En sortant de Beaubourg, j’ai longé les halles. Je n’ai pas regardé en arrière, mon regard évitait de croiser des ruines qui me rendent encore malade. Parce que c’est ainsi que vont les choses, il faut bien détruire pour reconstruire. C’est en détruisant qu’on comprend l’intérêt des architectures : celle d’appartenir à une époque. Lorsqu’elles disparaissent, l’époque est révolue. On peut aller de l’avant bien sûr, mais il ne faut jamais oublier de regarder en arrière et ne pas oublier que ce que nous pensons faire pour le mieux, c’est ce qu’on nous reprochera plus tard.

Quand on détruisit les vieilles halles pour construire ce que nous détruisons désormais pour les mêmes raisons, c’était parce que cet immense non-lieu n’avait plus sa place au centre de la ville.

Les halles, c’était sale et immonde. Détruire pour reconstruire du neuf ne fait que déplacer les phénomènes dans le temps : les lieux publics, les lieux de vie intense sont tous sales et immondes, parce que les gens y vivent tout simplement.

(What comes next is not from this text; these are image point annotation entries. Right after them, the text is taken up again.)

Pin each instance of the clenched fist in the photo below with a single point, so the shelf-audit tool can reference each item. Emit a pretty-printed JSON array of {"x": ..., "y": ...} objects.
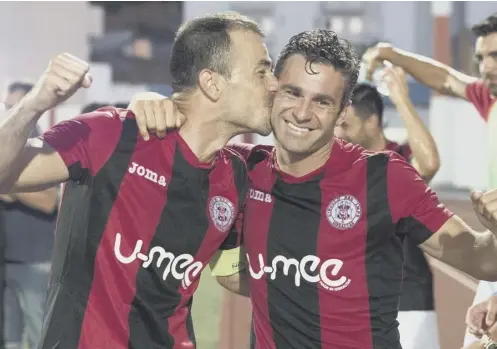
[
  {"x": 485, "y": 206},
  {"x": 64, "y": 76},
  {"x": 395, "y": 79}
]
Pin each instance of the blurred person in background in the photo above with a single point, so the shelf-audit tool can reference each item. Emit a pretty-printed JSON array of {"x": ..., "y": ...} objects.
[
  {"x": 364, "y": 125},
  {"x": 29, "y": 229},
  {"x": 483, "y": 311},
  {"x": 181, "y": 193},
  {"x": 481, "y": 92},
  {"x": 325, "y": 219}
]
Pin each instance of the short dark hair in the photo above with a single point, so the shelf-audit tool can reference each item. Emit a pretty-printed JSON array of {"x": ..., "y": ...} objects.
[
  {"x": 367, "y": 101},
  {"x": 324, "y": 46},
  {"x": 204, "y": 43},
  {"x": 91, "y": 107},
  {"x": 20, "y": 85},
  {"x": 485, "y": 27}
]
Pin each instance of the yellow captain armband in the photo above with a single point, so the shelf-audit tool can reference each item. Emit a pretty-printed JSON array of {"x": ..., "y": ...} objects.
[{"x": 227, "y": 262}]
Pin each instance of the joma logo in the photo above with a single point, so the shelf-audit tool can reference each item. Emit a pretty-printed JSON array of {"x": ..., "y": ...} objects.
[{"x": 147, "y": 174}]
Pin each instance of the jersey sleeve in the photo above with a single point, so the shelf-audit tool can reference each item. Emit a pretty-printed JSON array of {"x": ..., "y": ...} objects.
[
  {"x": 86, "y": 142},
  {"x": 415, "y": 208},
  {"x": 479, "y": 94}
]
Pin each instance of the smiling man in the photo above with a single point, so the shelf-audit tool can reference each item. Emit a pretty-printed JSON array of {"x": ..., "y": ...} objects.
[{"x": 325, "y": 220}]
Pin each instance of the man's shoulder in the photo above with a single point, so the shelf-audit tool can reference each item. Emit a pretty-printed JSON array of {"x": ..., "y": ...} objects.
[
  {"x": 480, "y": 96},
  {"x": 251, "y": 154}
]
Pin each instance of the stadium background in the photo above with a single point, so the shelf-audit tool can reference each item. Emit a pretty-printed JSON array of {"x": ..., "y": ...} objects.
[{"x": 128, "y": 44}]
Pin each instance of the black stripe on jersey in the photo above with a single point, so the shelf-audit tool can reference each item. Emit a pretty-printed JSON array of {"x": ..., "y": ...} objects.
[
  {"x": 293, "y": 233},
  {"x": 241, "y": 179},
  {"x": 82, "y": 220},
  {"x": 181, "y": 230},
  {"x": 253, "y": 340},
  {"x": 235, "y": 238},
  {"x": 383, "y": 256}
]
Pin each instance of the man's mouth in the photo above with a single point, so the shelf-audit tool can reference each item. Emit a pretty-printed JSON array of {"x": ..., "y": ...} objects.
[{"x": 295, "y": 128}]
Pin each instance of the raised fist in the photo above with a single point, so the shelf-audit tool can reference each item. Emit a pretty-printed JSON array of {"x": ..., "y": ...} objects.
[{"x": 64, "y": 76}]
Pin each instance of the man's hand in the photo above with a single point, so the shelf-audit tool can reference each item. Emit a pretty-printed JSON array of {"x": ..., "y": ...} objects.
[
  {"x": 395, "y": 78},
  {"x": 64, "y": 76},
  {"x": 374, "y": 57},
  {"x": 485, "y": 206},
  {"x": 480, "y": 318},
  {"x": 155, "y": 114}
]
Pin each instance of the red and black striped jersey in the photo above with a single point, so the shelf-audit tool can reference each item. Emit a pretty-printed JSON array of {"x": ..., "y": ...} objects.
[
  {"x": 417, "y": 278},
  {"x": 139, "y": 220},
  {"x": 324, "y": 251}
]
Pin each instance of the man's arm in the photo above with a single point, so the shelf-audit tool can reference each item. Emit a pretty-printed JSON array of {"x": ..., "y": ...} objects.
[
  {"x": 420, "y": 215},
  {"x": 427, "y": 71},
  {"x": 477, "y": 313},
  {"x": 456, "y": 244},
  {"x": 32, "y": 165},
  {"x": 426, "y": 159}
]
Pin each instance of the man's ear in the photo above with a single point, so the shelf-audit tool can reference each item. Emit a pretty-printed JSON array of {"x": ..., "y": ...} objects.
[{"x": 212, "y": 84}]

Marchande de légumes aux Halles de Eugène Atget – 1898

C’était exactement ça : nos déchets d’aujourd’hui seront les ruines de demain.
Photos :
UR : © Cyprien Gaillard, Galerie Bugada & Cargnel, 2011 (exposé à Centre Pompidou Paris jusqu’à ce soir 21h -faites vite)
Marchande de Légumes : Eugène Atget, 1989 (DP via Gallica-BNF)

Parking de l’Université

Elle a disparu, cette université. Le quartier s’embourgeoise, comme partout. Les usines sont devenues des locaux d’entreprises plus réduites, de start up, de services.

En face du parking, un projet de restaurant communautaire, un truc social, associatif pour faire revivre le quartier qui ne survit, d’ailleurs, que parce que les habitants ne veulent pas le voir mourir. Il sera beau après la rénovation : un parc, des immeubles à taille humaine. Comme si le quartier fait d’usines et de maisons individuelles n’avaient jamais été qu’un lieu sans âme.
Inhumain.

Ils sont des dizaines de quartiers de ce type à Roubaix et ailleurs, des quartiers qu’on raye pour des questions de salubrité, d’utilité publique. Pour rendre à la ville, un visage humain. C’est le propre de l’homme d’imposer sa vision, de gommer son passé, d’oublier ce qu’il ne veut pas voir. Oui, la ville en sera plus humaine, un peu moins équitable, un peu moins vieille, un peu moins vivante. Paradoxalement, une ville n’a de mémoire que si les habitants la conservent. Quand les habitants s’en vont, volontairement ou sous la contrainte, la mémoire s’efface et elle entre dans un paradoxe temporel : celui d’une ville plus que centenaire et pourtant nouvelle où le passé est partout présent, en traces, en vestiges, mais invisible car plus personne n’est là pour s’en souvenir.

Une petite rue désormais aveugle borde le terrain. Plus d’ouvriers ici, plus d’étudiants non plus. Plus de jeunesse, de rebellions ou de diversité. Ici, les rues insalubres sont à quelques blocs des maisons de maîtres. Celles-là, on ne les détruira pas, elles seront veillées comme des aïeules fortunées dont on espère hériter. Les alignements ouvriers, par contre, n’ont plus rien à faire à quelques centaines de mètres du centre-ville. La rue va disparaître.
On attend le moment, planifié, de sa mise à mort. Elle est déjà morte d’ailleurs, il faudra juste l’enterrer.